I was very excited for this new chapter of my life and trying everything new. My mind was so open. Day by day I was forgetting about that restrictive life. But still doing my best to be as healthy as possible while living this dream. Our fresh start here wasn’t easy. I would work 13 hrs a day and keep up with a restrictive meal plan plus working out 2 hours a day as I used to do before wasn’t in my reality. How would I keep the shape, actually, how would I lose more weight? This thought was with me all the time. Until I realize that reducing the time of exercises and being open to healthy food without restrictions wasn’t working for me. I was gaining the weight back.
Truth come out
Finally, it hit me hard that I was living for my body. Living for acceptance, for what someone’s else thought to be good for me. Why would I need that? My husband would tell me every single day how much he loves my body since the day we met. Actually, he felt bad for me because I started that weight loss journey with the false thought of becoming my best for him, without even asking his opinion! It wasn’t about being healthy, that was about being thinner! I wasn’t feeling enough. All that situation made me sadder that hated herself. I was feeling pushed by the standards of the world. There were so many changes going on in my life and maybe that was a time to rediscover myself in a brand-new way.

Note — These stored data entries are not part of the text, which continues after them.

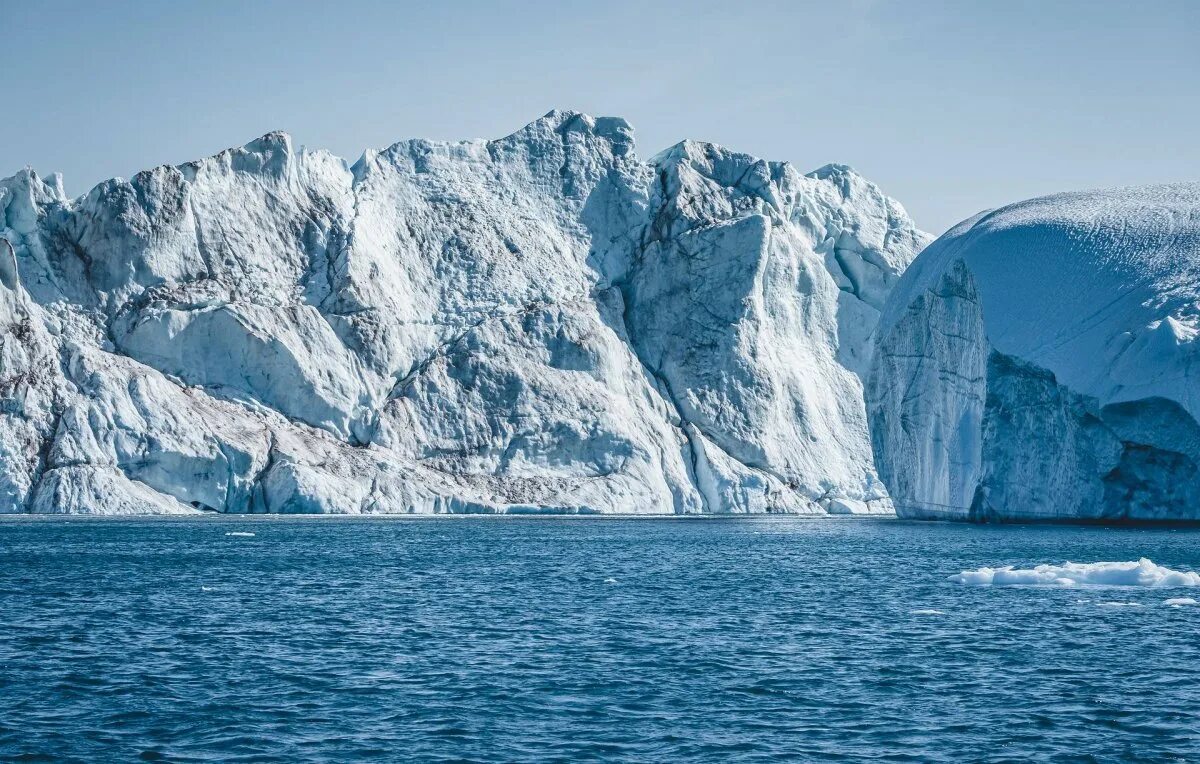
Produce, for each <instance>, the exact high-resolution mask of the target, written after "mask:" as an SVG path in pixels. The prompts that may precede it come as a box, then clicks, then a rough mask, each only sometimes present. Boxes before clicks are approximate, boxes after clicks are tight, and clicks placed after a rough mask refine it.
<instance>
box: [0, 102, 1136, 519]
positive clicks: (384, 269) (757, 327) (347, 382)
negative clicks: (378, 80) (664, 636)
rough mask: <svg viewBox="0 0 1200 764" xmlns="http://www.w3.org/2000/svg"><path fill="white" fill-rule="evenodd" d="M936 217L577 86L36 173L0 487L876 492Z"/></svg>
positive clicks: (30, 215)
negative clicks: (433, 126)
mask: <svg viewBox="0 0 1200 764" xmlns="http://www.w3.org/2000/svg"><path fill="white" fill-rule="evenodd" d="M928 240H929V237H928V236H926V235H925V234H923V233H920V231H919V230H917V229H916V228H914V225H913V223H912V221H911V219H910V218H908V217H907V215H906V213H905V212H904V210H902V207H900V205H899V204H896V203H895V201H893V200H892V199H888V198H887V197H884V195H883V194H882V193H881V192H880V191H878V188H876V187H875V186H874V185H871V184H869V182H868V181H865V180H864V179H862V178H860V176H858V175H856V174H854V173H853V172H851V170H850V169H847V168H844V167H838V166H830V167H827V168H822V169H821V170H817V172H816V173H812V174H809V175H802V174H799V173H797V172H796V170H794V169H793V168H792V167H790V166H788V164H786V163H774V162H766V161H762V160H757V158H755V157H750V156H746V155H742V154H736V152H731V151H727V150H725V149H722V148H720V146H715V145H712V144H703V143H695V142H685V143H682V144H679V145H677V146H674V148H672V149H670V150H667V151H665V152H662V154H660V155H659V156H656V157H654V158H652V160H649V161H648V162H643V161H641V160H638V158H637V156H636V154H635V150H634V140H632V131H631V128H630V127H629V125H628V124H626V122H625V121H624V120H619V119H610V118H601V119H593V118H589V116H587V115H582V114H577V113H569V112H552V113H551V114H547V115H546V116H545V118H542V119H540V120H536V121H535V122H533V124H530V125H528V126H527V127H524V128H523V130H521V131H518V132H517V133H515V134H512V136H509V137H506V138H503V139H499V140H488V142H485V140H479V142H466V143H454V144H448V143H431V142H425V140H408V142H402V143H397V144H395V145H392V146H390V148H389V149H386V150H384V151H378V152H376V151H370V152H367V154H365V155H364V156H362V158H361V160H359V161H358V162H356V163H354V164H353V166H348V164H347V163H346V162H343V161H342V160H340V158H337V157H335V156H331V155H329V154H326V152H323V151H308V150H304V149H296V148H294V146H293V145H292V142H290V139H289V138H288V137H287V136H286V134H282V133H270V134H268V136H264V137H263V138H260V139H258V140H254V142H252V143H250V144H247V145H246V146H244V148H241V149H232V150H228V151H223V152H221V154H218V155H216V156H214V157H210V158H206V160H203V161H198V162H191V163H187V164H182V166H179V167H160V168H155V169H151V170H146V172H143V173H139V174H137V175H134V176H133V178H132V179H131V180H128V181H126V180H120V179H116V180H112V181H107V182H104V184H101V185H100V186H97V187H96V188H94V190H92V191H91V192H89V193H88V194H85V195H84V197H80V198H76V199H71V198H67V195H66V194H65V193H64V191H62V184H61V180H60V179H58V178H56V176H54V178H50V179H48V180H43V179H41V178H38V176H37V175H36V174H35V173H34V172H32V170H28V169H26V170H23V172H20V173H18V174H17V175H14V176H12V178H8V179H5V180H2V181H0V331H2V335H0V390H2V392H4V396H2V410H0V512H90V513H139V512H154V513H163V512H197V511H217V512H337V513H356V512H677V513H686V512H812V513H822V512H834V513H845V512H856V513H857V512H889V511H890V509H892V506H890V503H889V500H888V493H887V489H886V488H884V486H883V483H882V482H881V481H880V479H878V475H877V474H876V470H875V458H874V453H872V445H871V438H870V435H869V432H868V416H866V409H865V407H864V403H863V381H862V379H863V378H864V377H865V375H866V374H868V371H869V369H870V368H871V362H872V347H874V330H875V325H876V321H877V319H878V317H880V313H881V311H882V309H883V308H884V303H886V301H887V299H888V295H889V293H890V290H892V289H893V287H894V285H895V284H896V282H898V279H899V277H900V273H901V272H902V271H904V269H905V267H906V266H907V264H908V263H910V261H911V260H912V259H913V257H914V255H916V254H917V252H919V251H920V249H922V247H924V246H925V243H926V242H928ZM931 309H932V308H931ZM943 313H948V311H944V309H943ZM946 320H950V321H953V320H956V319H953V318H950V317H947V319H946ZM977 392H978V391H977ZM964 395H966V393H964ZM1151 461H1153V459H1151ZM1146 469H1151V468H1150V467H1147V459H1146V458H1141V459H1140V461H1139V459H1134V458H1130V462H1129V464H1128V465H1127V468H1126V474H1127V475H1129V476H1130V480H1133V476H1134V475H1138V474H1141V471H1145V470H1146ZM1154 469H1157V468H1154Z"/></svg>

The Adriana writing this article were reborn. I had to become a better version of myself. It would start from re-learning how to love myself and appreciate my uniqueness. I’m so smart, kind, determined. I can’t be defined by a body shape. In fact, my body has supported so much for me so far. I need to practice gratitude towards it.
Today I eat healthy, I workout, I practice yoga and I’m still plus size woman because that’s who I am. There’s no shame on that. If I have to go out on a date to eat whatever I want, I will. I found out the most important ingredient for a happy life is finding our balance. It’s been 4 years since I took the decision to embrace and be comfortable in my own skin. I’m a body positive, curly and immigrant influencer trying to inspire woman around the globe to raise that head and own it. WE ARE ENOUGH. WE ARE BEAUTIFUL.
I hope you feel inspired by my story, and if you’re feeling trapped in a negative situation like I was, there’s a way out. Believe me.